Take Vietnam, a TPP member that increased American spirits imports by 173.9 percent between 2015 and 2016, to $45.9 million, making it the category’s fastest-growing importer. Under the trade deal, the country is expected to drastically increase its American whiskey consumption.

Without American membership in the TPP, a 12-nation pact that created zero tariffs for American products, Vietnam’s 45 percent duty on bourbon and other distilled spirits will no longer be phased out, putting those expectations on ice.

It’s not just about tariffs. When you’re selling “America” abroad, you need deals in place to make sure no one else is copying the brand. But absent trade agreements, other countries are free to sell their own versions of American products. Like Champagne and cognac, bourbon’s name protection relies largely on trade deals that set standards and definitions; without them, foreign distillers are surely tempted to slap “bourbon” on anything they want.

Trade deals also create structures to combat counterfeiting, another big problem for exporters. Asian countries already pose a great counterfeit risk for iconic brands like Jack Daniel’s Tennessee Whiskey and Maker’s Mark. While the TPP would not entirely have curbed this problem, it would have given American companies distilling the real thing stronger legal protection.

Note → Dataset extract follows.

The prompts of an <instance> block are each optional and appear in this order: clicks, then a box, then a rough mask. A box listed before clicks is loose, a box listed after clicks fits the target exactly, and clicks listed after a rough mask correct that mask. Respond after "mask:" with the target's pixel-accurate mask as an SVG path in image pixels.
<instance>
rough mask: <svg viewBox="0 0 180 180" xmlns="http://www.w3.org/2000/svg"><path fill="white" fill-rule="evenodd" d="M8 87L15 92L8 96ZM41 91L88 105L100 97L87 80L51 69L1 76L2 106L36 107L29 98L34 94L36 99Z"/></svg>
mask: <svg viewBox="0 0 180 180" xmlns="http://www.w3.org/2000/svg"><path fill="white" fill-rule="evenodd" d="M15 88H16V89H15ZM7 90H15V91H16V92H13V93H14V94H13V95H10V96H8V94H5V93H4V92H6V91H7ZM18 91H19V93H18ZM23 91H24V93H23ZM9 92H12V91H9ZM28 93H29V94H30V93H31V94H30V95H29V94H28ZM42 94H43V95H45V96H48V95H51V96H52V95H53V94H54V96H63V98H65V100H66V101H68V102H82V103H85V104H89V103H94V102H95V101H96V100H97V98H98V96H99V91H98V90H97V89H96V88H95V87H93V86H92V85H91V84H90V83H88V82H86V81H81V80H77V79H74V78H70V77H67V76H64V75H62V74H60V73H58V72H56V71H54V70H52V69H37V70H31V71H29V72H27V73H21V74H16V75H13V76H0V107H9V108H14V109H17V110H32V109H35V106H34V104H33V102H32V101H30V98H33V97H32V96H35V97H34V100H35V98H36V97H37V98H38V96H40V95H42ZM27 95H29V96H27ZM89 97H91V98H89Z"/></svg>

Of course, the TPP is not Mr. Trump’s only target. The president wants to renegotiate the North American Free Trade Agreement and possibly impose a 20 percent tariff on Mexican products.

Again, this hits the spirits industry in surprising ways. Like many successful American companies, distillers are globally diversified. Heaven Hill and Sazerac, which make Evan Williams and Buffalo Trace bourbons, are family-owned companies with deep roots in America that at the same time have a big overseas reach, importing or owning foreign facilities and marketing tequilas, rums and vodkas, as well as other whiskies.

Since tequila cannot be produced in the United States — it has a geographical protection similar to bourbon’s and can be made only in Mexico — Mr. Trump’s trade policy will damage American businesses that own, import or market tequila. And if we pull out of Nafta, expect to see a proliferation of Mexican distillers suddenly pumping out “bourbon.”